4. Component Rationale

  • Purview: The "Google for your Data". Scans all spokes and builds a map.
  • Synapse: The engine that processes data in the spoke.

5. Strategy: High Availability (HA)

  • N/A: Batch processing.

6. Strategy: Disaster Recovery (DR)

  • Implementation: Geo-Redundant Storage.
  • Process:

* Data Lake replicates to West US (GRS).

* Synapse Workspace is stateless (code in Git).

* In disaster, deploy Synapse in West US and point to replicated data.

7. Strategy: Backup

  • Data: Soft Delete + Snapshots on Data Lake.

8. Strategy: Security

  • Access: RBAC on Data Lake folders (ACLs).
  • Network: Private Endpoints for everything.

9. Well-Architected Framework Analysis

  • Reliability: High.
  • Security: High.
  • Cost Optimization: Medium. Synapse is expensive if left running. Pause SQL Pools.
  • Operational Excellence: High.
  • Performance Efficiency: Excellent.

10. Detailed Traffic Flow

1. Ingest: Marketing team drops CSV into Raw container.

2. Process: Synapse Pipeline triggers. Cleans data.

3. Store: Writes clean data to Curated container.

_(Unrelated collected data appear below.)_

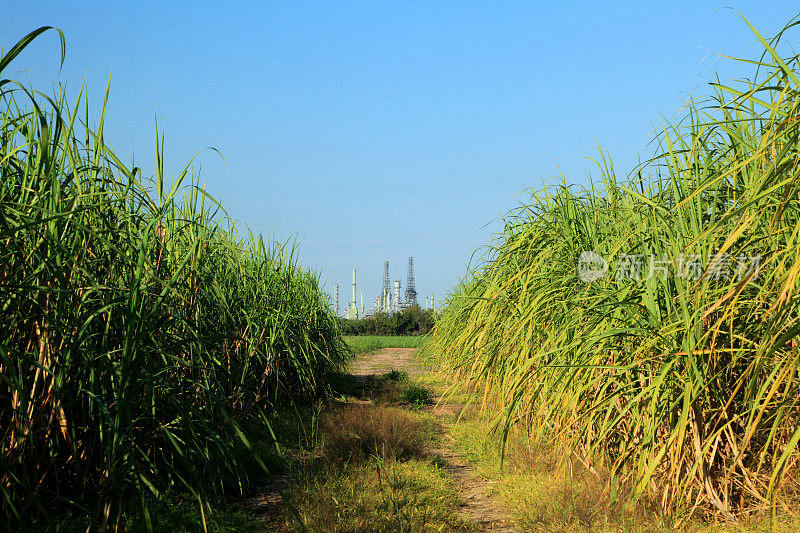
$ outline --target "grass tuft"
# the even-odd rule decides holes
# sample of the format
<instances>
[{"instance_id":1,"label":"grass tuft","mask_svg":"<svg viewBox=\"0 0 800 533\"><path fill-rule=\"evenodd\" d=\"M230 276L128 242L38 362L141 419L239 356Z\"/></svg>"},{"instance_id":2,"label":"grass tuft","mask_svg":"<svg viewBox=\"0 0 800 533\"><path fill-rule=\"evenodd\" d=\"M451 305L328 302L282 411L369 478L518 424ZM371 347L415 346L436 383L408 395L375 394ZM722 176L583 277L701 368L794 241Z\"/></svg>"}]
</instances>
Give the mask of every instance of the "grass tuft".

4. Register: Purview scans Curated and adds "Sales Data" to catalog.

5. Consume: Analyst searches Purview, finds "Sales Data", connects Power BI.

11. Runbook: Deployment Guide (Azure Portal)

11. Runbook: Deployment Guide (Azure Portal)

Phase 1: Create Spoke VNet (Marketing Domain)

1. Search: "Virtual networks" -> + Create.

2. Resource Group: rg-marketing.

3. Name: vnet-marketing.

4. Region: East US.

5. Create.

6. Peer to vnet-hub.

Phase 2: Create Data Lake

1. Search: "Storage accounts" -> + Create.

2. Resource Group: rg-marketing.

3. Name: dlsmarketing[uniqueid].

4. Redundancy: GRS (Geo-Redundant).

5. Advanced:

* Hierarchical namespace: Enabled. (Critical).

6. Create.

7. Containers: Create raw and curated.

Phase 3: Create Synapse Workspace

1. Search: "Azure Synapse Analytics" -> + Create.

2. Resource Group: rg-marketing.

3. Workspace name: syn-marketing-[uniqueid].

4. Select Data Lake: dlsmarketing[uniqueid].

5. Create.

Phase 4: Create Purview (Governance Hub)

1. Search: "Microsoft Purview accounts" -> + Create.

2. Resource Group: rg-hub-prod.

3. Name: purview-corp-hub.

4. Create.

Phase 5: Register Source in Purview

1. Open Microsoft Purview Governance Portal.

2. Go to Data Map -> Sources.

3. Register.

4. Select Azure Synapse Analytics.

5. Select syn-marketing-[uniqueid].

6. Register.

7. New Scan:

* Click the source -> New scan.

* Credential: Use Managed Identity.

* Run scan.

8. Wait: Purview will crawl the Synapse workspace and Data Lake.

Phase 6: Verify Catalog

1. Go to Data Catalog (in Purview).

2. Search: "marketing".

3. You should see the tables and files from the Marketing domain.